Citogroup Global Markets was fined for disseminating inappropriate sales literature. More than 100 pieces of sales literature distributed between July 1, 2002 and June 30, 2003, cited a targeted rate of return without providing a sound basis for evaluating the target, improperly used hypothetical returns in charts or graphs, and/or failed to include adequate risk disclosure.


NASD Vice Chairman Mary L. Schapiro said: "As hedge funds and ‘funds of hedge funds’ are marketed more and more aggressively to individual investors, ensuring that those investors receive full and accurate information is critical.”


Schapiro added: "This enforcement action underscores our commitment to making certain that firms provide the investing public with a sound basis for evaluating hedge fund investments, and adequately disclose all of the risks."


Ninety-five of the pieces of sales literature contained targeted rates of return for particular funds but did not provide a sound basis for investors to evaluate the reasonableness of the stated target.


Among the objectionable statements:
* "The Portfolio seeks to earn an annualized return of 15% or more, net of all fees, over a three- to five-year investment horizon, while maintaining volatility below that of world equities."
* "…targets a 12-14% annual net return…"
* "The portfolio seeks to earn an annualized return of LIBOR + 500 basis points."


Twenty-eight of the sales pieces for recently started funds of hedge funds improperly presented hypothetical performance for these funds. This hypothetical performance showed results for the funds before they had begun operating, and therefore did not reflect the actual performance of the funds of hedge funds.


Instead, these hypothetical results were calculated by selecting a portfolio of individual advisors with whom the fund of hedge funds intended to or had recently begun to invest, and then combining the historic performance results of these selected advisors, using a hypothetical allocation of assets.


Because it reflected the selection of potential advisors and asset allocations made after the performance of those advisors was already known, the hypothetical performance invariably showed positive rates of return. Further, there was no guarantee that the particular fund of hedge funds being promoted would continue to invest with any or all of the selected advisors – or that allocation of assets to those advisors would be the same as that used in the hypothetical performance.


In addition, in some instances, the sales literature presented hypothetical performance results in a chart or graph in combination with the actual historical performance of the fund of hedge funds. Such presentations created the misimpression that the particular fund of hedge funds had a longer investment track record than it actually possessed.

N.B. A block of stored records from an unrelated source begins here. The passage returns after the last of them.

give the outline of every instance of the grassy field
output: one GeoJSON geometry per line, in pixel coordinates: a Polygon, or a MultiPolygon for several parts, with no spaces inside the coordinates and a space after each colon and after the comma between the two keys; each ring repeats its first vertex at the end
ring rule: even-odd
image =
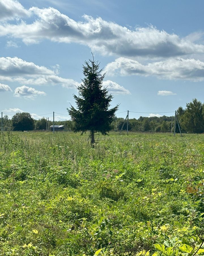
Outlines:
{"type": "Polygon", "coordinates": [[[0,133],[0,255],[204,254],[203,135],[87,138],[0,133]]]}

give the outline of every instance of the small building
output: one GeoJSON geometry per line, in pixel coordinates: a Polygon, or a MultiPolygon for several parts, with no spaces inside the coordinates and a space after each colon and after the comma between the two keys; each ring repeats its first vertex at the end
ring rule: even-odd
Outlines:
{"type": "MultiPolygon", "coordinates": [[[[54,125],[55,131],[63,131],[65,129],[65,127],[64,125],[54,125]]],[[[50,130],[52,131],[53,130],[53,126],[51,125],[50,127],[50,130]]]]}

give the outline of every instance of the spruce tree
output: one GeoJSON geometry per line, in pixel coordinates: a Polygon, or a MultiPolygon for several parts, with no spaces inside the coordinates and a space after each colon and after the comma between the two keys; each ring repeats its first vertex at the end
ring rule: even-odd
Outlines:
{"type": "Polygon", "coordinates": [[[100,63],[93,60],[85,61],[83,66],[84,78],[77,88],[78,96],[74,94],[76,108],[71,105],[67,111],[75,123],[75,132],[81,134],[90,131],[88,141],[93,146],[95,135],[106,135],[112,129],[112,123],[118,105],[109,109],[113,98],[103,85],[105,74],[99,69],[100,63]]]}

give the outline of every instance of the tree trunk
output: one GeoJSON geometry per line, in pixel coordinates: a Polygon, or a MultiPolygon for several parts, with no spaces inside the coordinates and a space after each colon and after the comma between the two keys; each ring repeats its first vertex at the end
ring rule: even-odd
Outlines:
{"type": "Polygon", "coordinates": [[[94,144],[95,143],[95,141],[94,139],[94,131],[92,130],[91,135],[91,144],[93,147],[94,147],[94,144]]]}

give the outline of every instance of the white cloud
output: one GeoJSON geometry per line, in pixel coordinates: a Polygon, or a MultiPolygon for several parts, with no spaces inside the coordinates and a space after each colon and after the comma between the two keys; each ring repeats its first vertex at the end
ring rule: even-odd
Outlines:
{"type": "Polygon", "coordinates": [[[12,90],[8,85],[0,84],[0,92],[12,92],[12,90]]]}
{"type": "Polygon", "coordinates": [[[157,116],[157,117],[160,117],[160,116],[162,116],[162,115],[160,115],[159,114],[153,114],[152,113],[151,113],[151,114],[149,114],[148,117],[153,117],[154,116],[157,116]]]}
{"type": "Polygon", "coordinates": [[[0,0],[0,20],[13,20],[30,15],[30,12],[17,1],[0,0]]]}
{"type": "Polygon", "coordinates": [[[84,16],[84,22],[76,21],[51,7],[33,7],[29,11],[37,16],[34,22],[2,24],[0,36],[21,38],[27,44],[44,39],[75,42],[103,54],[119,56],[169,57],[204,53],[203,45],[152,26],[131,30],[100,17],[94,19],[86,15],[84,16]]]}
{"type": "Polygon", "coordinates": [[[115,82],[107,80],[103,82],[103,85],[110,92],[115,94],[130,94],[128,90],[125,89],[123,86],[119,85],[115,82]]]}
{"type": "Polygon", "coordinates": [[[0,80],[17,82],[27,85],[60,84],[67,88],[73,88],[80,84],[72,79],[57,75],[59,65],[52,70],[17,57],[0,57],[0,80]],[[56,71],[56,69],[58,69],[56,71]]]}
{"type": "Polygon", "coordinates": [[[121,57],[108,64],[105,69],[110,75],[155,75],[170,80],[204,80],[204,62],[194,59],[170,59],[143,65],[136,61],[121,57]]]}
{"type": "Polygon", "coordinates": [[[15,48],[18,48],[18,46],[17,45],[16,43],[14,42],[13,41],[7,41],[6,45],[7,47],[14,47],[15,48]]]}
{"type": "Polygon", "coordinates": [[[20,109],[18,108],[5,108],[3,111],[3,112],[8,112],[9,113],[16,113],[16,112],[24,112],[23,110],[20,109]]]}
{"type": "Polygon", "coordinates": [[[176,93],[174,93],[170,91],[158,91],[157,95],[160,96],[168,96],[169,95],[176,95],[176,93]]]}
{"type": "Polygon", "coordinates": [[[16,97],[23,97],[27,99],[33,99],[37,95],[44,96],[46,95],[44,92],[38,91],[34,88],[25,85],[17,87],[14,92],[14,96],[16,97]]]}
{"type": "Polygon", "coordinates": [[[55,120],[56,121],[64,121],[65,120],[67,120],[69,119],[69,117],[68,115],[55,115],[55,120]]]}

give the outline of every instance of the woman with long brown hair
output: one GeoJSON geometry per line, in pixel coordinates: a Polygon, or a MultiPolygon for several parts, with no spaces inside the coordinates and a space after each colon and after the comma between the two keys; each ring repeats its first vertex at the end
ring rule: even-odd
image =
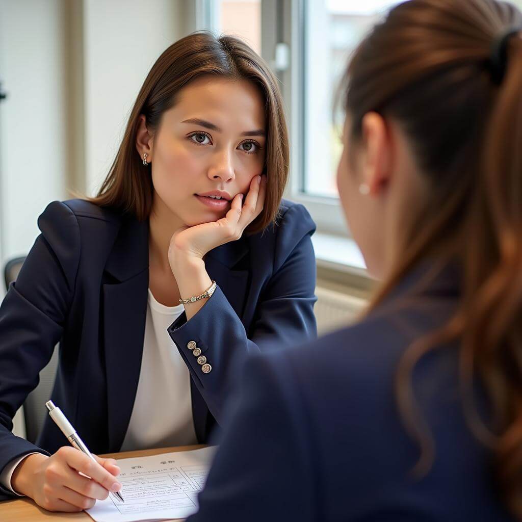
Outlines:
{"type": "Polygon", "coordinates": [[[0,499],[78,511],[121,487],[50,419],[35,444],[11,433],[57,342],[51,398],[100,453],[207,442],[242,358],[315,336],[315,227],[281,200],[288,158],[247,45],[195,33],[159,57],[99,194],[48,207],[0,307],[0,499]]]}
{"type": "Polygon", "coordinates": [[[522,14],[411,0],[356,50],[338,185],[383,280],[256,356],[189,520],[522,519],[522,14]]]}

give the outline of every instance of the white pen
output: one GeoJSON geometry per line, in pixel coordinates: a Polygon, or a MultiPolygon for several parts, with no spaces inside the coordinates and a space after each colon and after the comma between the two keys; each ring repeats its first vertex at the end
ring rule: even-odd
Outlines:
{"type": "MultiPolygon", "coordinates": [[[[67,440],[77,449],[83,452],[88,457],[90,457],[97,464],[98,461],[89,450],[89,448],[85,445],[84,441],[80,438],[79,435],[76,433],[76,430],[73,428],[72,424],[67,420],[67,418],[64,414],[63,412],[59,408],[55,406],[52,400],[48,400],[45,403],[45,406],[49,410],[49,415],[51,416],[51,418],[54,421],[56,425],[62,430],[62,433],[67,437],[67,440]]],[[[115,495],[122,502],[125,502],[119,491],[116,491],[113,494],[115,495]]]]}

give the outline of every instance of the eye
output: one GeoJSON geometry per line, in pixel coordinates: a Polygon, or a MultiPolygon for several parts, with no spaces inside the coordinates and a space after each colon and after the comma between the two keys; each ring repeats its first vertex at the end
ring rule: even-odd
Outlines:
{"type": "Polygon", "coordinates": [[[256,143],[255,141],[243,141],[239,146],[239,148],[240,150],[244,150],[249,154],[255,154],[256,152],[259,151],[261,147],[258,143],[256,143]],[[243,148],[241,148],[242,147],[243,148]]]}
{"type": "Polygon", "coordinates": [[[206,132],[194,132],[189,135],[188,138],[197,145],[210,145],[210,137],[206,132]]]}

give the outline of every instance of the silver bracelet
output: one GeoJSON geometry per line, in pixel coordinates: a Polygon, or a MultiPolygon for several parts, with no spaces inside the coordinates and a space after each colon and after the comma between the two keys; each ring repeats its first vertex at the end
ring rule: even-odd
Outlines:
{"type": "Polygon", "coordinates": [[[200,299],[207,299],[211,297],[212,294],[216,291],[217,288],[217,284],[215,281],[212,281],[212,284],[207,289],[200,295],[193,295],[192,297],[188,299],[180,299],[180,302],[183,304],[186,304],[187,303],[195,303],[196,301],[200,299]]]}

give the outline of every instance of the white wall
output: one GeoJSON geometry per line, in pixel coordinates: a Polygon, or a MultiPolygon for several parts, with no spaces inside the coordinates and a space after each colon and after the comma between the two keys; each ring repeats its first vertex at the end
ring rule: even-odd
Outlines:
{"type": "Polygon", "coordinates": [[[84,2],[86,186],[90,195],[112,163],[151,67],[187,32],[182,4],[171,0],[84,2]]]}
{"type": "Polygon", "coordinates": [[[0,0],[0,13],[3,260],[27,253],[38,215],[65,197],[66,150],[62,1],[0,0]]]}

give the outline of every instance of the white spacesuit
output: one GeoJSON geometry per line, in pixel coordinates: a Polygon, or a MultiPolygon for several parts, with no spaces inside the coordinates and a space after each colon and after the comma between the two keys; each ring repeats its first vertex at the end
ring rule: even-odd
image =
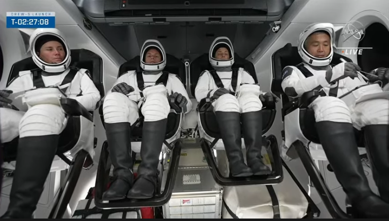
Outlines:
{"type": "Polygon", "coordinates": [[[303,63],[283,70],[282,86],[296,97],[314,89],[320,96],[310,105],[315,112],[320,142],[336,177],[362,217],[388,217],[389,100],[377,84],[367,84],[357,73],[360,68],[350,63],[331,67],[333,26],[313,24],[301,33],[298,50],[303,63]],[[350,92],[347,96],[346,94],[350,92]],[[369,94],[364,101],[355,101],[369,94]],[[341,98],[338,98],[345,95],[341,98]],[[353,99],[351,97],[354,97],[353,99]],[[366,148],[381,199],[370,190],[362,167],[354,127],[364,131],[366,148]]]}
{"type": "MultiPolygon", "coordinates": [[[[252,77],[243,68],[232,69],[234,49],[228,37],[216,38],[210,49],[209,56],[214,69],[202,73],[195,95],[199,102],[205,97],[212,100],[232,175],[244,177],[270,173],[269,168],[260,158],[262,103],[259,97],[262,93],[259,85],[255,84],[252,77]],[[245,163],[242,153],[241,120],[248,166],[245,163]]],[[[266,95],[269,98],[269,94],[266,95]]]]}
{"type": "MultiPolygon", "coordinates": [[[[29,105],[23,112],[10,108],[11,100],[6,98],[9,94],[59,86],[68,97],[90,111],[96,109],[101,98],[87,70],[69,67],[70,49],[59,30],[36,29],[30,37],[30,45],[33,60],[39,68],[20,72],[0,94],[1,142],[19,137],[10,203],[4,217],[31,217],[55,155],[59,134],[67,122],[59,103],[46,104],[42,98],[40,103],[29,105]]],[[[45,94],[45,89],[40,90],[43,94],[37,97],[49,96],[45,94]]]]}
{"type": "Polygon", "coordinates": [[[159,156],[165,139],[169,99],[174,99],[186,113],[192,108],[182,83],[177,75],[163,71],[166,54],[161,43],[146,40],[142,47],[141,67],[143,71],[130,71],[120,76],[108,93],[103,112],[115,181],[103,199],[152,197],[156,185],[159,156]],[[138,177],[134,187],[130,140],[130,126],[144,117],[138,177]]]}

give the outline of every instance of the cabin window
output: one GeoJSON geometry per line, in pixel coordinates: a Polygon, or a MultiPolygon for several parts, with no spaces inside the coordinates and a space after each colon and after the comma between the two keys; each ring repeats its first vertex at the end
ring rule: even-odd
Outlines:
{"type": "Polygon", "coordinates": [[[370,71],[379,67],[389,67],[389,31],[380,23],[374,23],[366,27],[365,36],[359,48],[363,49],[358,55],[358,64],[365,71],[370,71]]]}

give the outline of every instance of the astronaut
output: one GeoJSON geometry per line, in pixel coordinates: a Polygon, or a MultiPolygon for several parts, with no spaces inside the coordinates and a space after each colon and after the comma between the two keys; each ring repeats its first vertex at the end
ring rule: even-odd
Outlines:
{"type": "Polygon", "coordinates": [[[10,94],[59,85],[68,97],[89,111],[101,98],[87,70],[69,67],[70,49],[59,30],[35,30],[30,45],[33,60],[41,70],[35,72],[36,77],[31,71],[21,71],[0,92],[1,141],[19,137],[10,203],[2,218],[31,218],[56,154],[59,134],[67,122],[59,105],[37,104],[26,112],[12,108],[12,100],[7,98],[10,94]]]}
{"type": "Polygon", "coordinates": [[[271,93],[262,95],[259,85],[243,68],[233,70],[234,49],[227,37],[216,38],[211,45],[210,63],[214,70],[200,75],[195,90],[197,101],[212,100],[215,115],[233,177],[269,174],[261,158],[262,101],[277,100],[271,93]],[[241,122],[247,150],[247,165],[242,152],[241,122]]]}
{"type": "Polygon", "coordinates": [[[192,108],[178,77],[163,71],[166,65],[166,54],[158,41],[147,40],[144,43],[141,60],[143,71],[130,71],[120,77],[104,100],[106,132],[115,177],[103,195],[105,200],[153,196],[159,157],[170,110],[168,98],[174,99],[183,113],[192,108]],[[140,109],[144,117],[142,161],[133,187],[130,126],[139,118],[140,109]]]}
{"type": "MultiPolygon", "coordinates": [[[[314,89],[320,96],[310,105],[315,112],[316,127],[337,179],[362,217],[388,218],[389,164],[389,100],[377,84],[354,91],[356,98],[366,94],[372,98],[361,102],[338,98],[368,82],[359,76],[360,68],[352,63],[330,65],[335,39],[333,26],[315,23],[300,35],[298,50],[303,63],[283,70],[283,90],[297,97],[314,89]],[[347,104],[346,104],[346,102],[347,104]],[[353,126],[363,129],[373,177],[381,198],[369,187],[359,156],[353,126]]],[[[372,74],[381,73],[373,70],[372,74]]],[[[378,79],[373,77],[372,78],[378,79]]],[[[373,79],[374,80],[374,79],[373,79]]]]}

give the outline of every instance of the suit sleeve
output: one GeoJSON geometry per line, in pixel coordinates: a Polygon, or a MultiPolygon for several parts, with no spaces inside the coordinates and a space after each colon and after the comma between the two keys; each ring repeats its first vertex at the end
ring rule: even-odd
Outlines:
{"type": "Polygon", "coordinates": [[[97,107],[97,103],[100,100],[100,93],[97,90],[92,79],[89,77],[89,71],[83,74],[81,79],[80,86],[82,95],[74,98],[87,110],[93,111],[97,107]]]}
{"type": "Polygon", "coordinates": [[[292,97],[299,97],[318,86],[324,87],[328,85],[324,72],[308,78],[300,78],[297,71],[291,66],[287,66],[283,70],[281,87],[285,94],[292,97]]]}
{"type": "Polygon", "coordinates": [[[242,84],[255,84],[255,81],[248,72],[243,69],[242,71],[242,84]]]}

Forty-four pieces of sales literature failed to include adequate risk disclosure. Each of these pieces contained some risk disclosure, but not full and complete risk disclosure. Among the disclosures that were not included: that the funds are speculative and involve a high degree of risk; that an investor could lose all or a substantial amount of his or her investment; that there is no secondary market nor is one expected to develop for investments in the funds; that there may be restrictions on transferring fund investments; that the funds may be leveraged; that the funds’ performance may be volatile; that the funds have high fees and expenses that would reduce returns, and other specific risks as to the particular funds’ investments and strategies.


In settling this matter, Citigroup neither admitted nor denied the allegations, but consented to the entry of findings.


As a result of a review of brokers and firms selling hedge funds and registered products (closed-end funds) that invest in hedge funds, NASD has become concerned that some may not be fulfilling their sales practice obligations, especially when selling and marketing these instruments to retail customers.


NASD issued an Investor Alert in August 2002  and a Notice to Members in February 2003 advising firms of their suitability obligation to investors whenever recommending or selling hedge funds – click here to download it


In addition, NASD has brought several enforcement actions against firms relating to their marketing and sales of hedge funds.